Plants like English laurel can be a pain in the butt, but if you take the time to look deeper you'll find a world brimming with life 🌿

The greatest gift and the heaviest burden that I received during my permaculture education and regenerative journey forever changed the way in which I experience my life and everything in it. 

I can now see problems as opportunities, and ironically, experience more peace, happiness and relationship than I ever thought possible.

Perception is everything, and therein lies the solution. By shifting our beliefs about what is beautiful and what is not, what needs doing and what does not, and what is important and what is not, we can build the life that we want without causing environmental harm.

Prunus laurocerasus for example. English laurel, a.k.a. cherry laurel, is considered an invasive species on the North Shore. Indeed it can be, but then so are we, so in fairness we should try to get along. As a regenerative practitioner, I would absolutely not plant a new English laurel hedge today. I would instead plant a diverse native hedgerow around a sturdy and productive perennial shrub like evergreen huckleberry. We are where we are, however, so we can meet nature where she is, adapt, and adjust our thinking.

The 75 year-old English laurel hedge that runs the perimeter of our property was once a pain in the butt to me. I resented its crazy insatiable growth habit, the endless brown dead leaf litter that messed up the driveway, and the costly quarterly haircuts.

Today, through fresh eyes, we see the hedge as critical native habitat and food for birds, small mammals, ground-nesting bees, insects, and the trillions of microorganisms that thrive in the soil below.

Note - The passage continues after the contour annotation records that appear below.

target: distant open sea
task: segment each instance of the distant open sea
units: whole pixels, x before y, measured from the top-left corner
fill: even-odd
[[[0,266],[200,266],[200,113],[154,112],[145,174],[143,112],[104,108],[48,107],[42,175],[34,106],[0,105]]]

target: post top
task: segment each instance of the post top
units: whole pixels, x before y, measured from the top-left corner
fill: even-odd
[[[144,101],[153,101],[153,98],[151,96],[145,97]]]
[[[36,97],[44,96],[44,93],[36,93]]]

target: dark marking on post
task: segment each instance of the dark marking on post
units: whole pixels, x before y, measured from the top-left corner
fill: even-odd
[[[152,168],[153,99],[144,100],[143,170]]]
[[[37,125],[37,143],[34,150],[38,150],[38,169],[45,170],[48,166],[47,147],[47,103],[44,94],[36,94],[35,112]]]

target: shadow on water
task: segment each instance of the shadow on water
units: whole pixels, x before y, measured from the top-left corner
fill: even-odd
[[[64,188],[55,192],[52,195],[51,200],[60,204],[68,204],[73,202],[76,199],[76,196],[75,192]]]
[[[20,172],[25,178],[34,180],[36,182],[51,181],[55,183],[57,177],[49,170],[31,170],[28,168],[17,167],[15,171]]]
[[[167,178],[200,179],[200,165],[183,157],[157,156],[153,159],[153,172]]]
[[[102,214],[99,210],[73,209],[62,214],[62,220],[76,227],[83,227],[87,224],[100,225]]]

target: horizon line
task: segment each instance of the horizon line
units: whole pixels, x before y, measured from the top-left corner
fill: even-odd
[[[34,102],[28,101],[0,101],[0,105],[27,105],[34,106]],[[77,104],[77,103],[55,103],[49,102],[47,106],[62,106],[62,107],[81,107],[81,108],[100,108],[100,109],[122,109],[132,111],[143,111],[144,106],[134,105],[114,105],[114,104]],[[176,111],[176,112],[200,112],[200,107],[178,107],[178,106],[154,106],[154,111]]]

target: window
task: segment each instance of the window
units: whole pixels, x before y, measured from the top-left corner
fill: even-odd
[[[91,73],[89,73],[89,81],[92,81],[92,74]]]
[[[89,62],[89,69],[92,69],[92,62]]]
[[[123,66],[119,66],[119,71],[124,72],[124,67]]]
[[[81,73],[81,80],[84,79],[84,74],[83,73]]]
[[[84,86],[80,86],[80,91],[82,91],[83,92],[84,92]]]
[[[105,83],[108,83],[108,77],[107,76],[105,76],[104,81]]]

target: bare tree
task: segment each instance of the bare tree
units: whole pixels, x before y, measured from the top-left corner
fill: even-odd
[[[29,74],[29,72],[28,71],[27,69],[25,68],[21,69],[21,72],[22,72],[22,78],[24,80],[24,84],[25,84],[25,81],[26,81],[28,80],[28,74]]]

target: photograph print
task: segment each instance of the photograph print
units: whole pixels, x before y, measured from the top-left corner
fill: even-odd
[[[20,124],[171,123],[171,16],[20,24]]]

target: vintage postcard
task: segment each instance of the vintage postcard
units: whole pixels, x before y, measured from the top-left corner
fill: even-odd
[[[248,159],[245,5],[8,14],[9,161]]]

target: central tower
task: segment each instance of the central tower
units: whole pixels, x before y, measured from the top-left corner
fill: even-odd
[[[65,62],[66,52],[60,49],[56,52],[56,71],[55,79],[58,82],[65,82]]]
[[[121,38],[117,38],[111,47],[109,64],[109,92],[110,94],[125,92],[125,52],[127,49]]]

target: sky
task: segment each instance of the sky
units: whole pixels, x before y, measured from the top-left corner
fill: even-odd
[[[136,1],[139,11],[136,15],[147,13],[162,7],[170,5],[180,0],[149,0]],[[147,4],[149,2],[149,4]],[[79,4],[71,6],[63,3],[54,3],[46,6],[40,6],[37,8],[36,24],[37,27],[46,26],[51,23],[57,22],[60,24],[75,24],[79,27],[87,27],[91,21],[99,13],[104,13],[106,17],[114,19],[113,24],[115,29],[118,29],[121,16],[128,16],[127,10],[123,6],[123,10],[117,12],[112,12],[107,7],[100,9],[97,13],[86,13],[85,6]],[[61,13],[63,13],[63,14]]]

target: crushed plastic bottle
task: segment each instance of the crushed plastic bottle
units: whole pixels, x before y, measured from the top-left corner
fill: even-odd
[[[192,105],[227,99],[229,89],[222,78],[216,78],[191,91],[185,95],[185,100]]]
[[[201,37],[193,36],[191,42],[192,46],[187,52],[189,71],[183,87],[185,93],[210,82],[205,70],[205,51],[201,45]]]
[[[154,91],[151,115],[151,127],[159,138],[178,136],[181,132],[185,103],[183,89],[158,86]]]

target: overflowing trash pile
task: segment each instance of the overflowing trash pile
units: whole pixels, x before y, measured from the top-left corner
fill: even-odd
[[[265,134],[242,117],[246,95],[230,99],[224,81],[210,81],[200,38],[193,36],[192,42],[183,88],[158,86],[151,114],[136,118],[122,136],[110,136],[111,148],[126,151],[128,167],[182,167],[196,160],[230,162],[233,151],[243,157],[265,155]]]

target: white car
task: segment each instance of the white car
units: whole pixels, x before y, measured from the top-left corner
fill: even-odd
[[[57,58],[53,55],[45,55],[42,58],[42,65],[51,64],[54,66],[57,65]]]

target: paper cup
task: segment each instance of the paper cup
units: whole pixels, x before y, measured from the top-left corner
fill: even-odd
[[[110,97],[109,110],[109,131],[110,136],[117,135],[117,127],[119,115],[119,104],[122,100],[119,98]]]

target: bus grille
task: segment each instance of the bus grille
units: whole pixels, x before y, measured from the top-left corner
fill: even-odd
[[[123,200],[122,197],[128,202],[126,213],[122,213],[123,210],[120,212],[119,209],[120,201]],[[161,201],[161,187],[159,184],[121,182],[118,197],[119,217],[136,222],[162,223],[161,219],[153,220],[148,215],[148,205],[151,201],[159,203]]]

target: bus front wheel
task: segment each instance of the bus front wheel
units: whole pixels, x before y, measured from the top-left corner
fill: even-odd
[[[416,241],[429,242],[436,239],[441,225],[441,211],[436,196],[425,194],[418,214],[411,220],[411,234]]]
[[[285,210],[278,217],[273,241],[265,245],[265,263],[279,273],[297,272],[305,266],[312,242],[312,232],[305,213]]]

We are happy to let be the non-conforming masses of unwieldy branches of new growth that appear seemingly overnight, until the wild things that depend on them for sustenance have had their fill.

We celebrate (most days) the mess of leaf litter, heartened that tiny bird parents let it loose during nest building and while darting in and out to feed their babies.

We revel in the buzz – in the beautiful thrum of bees and other pollinators feasting gratefully on sugary laurel leaf nectar, satisfied in knowing that the thick hedges, made dense and impenetrable through years of disciplined barbering, provide both protection from predator birds and mammals, and an incubator for growing food for them.  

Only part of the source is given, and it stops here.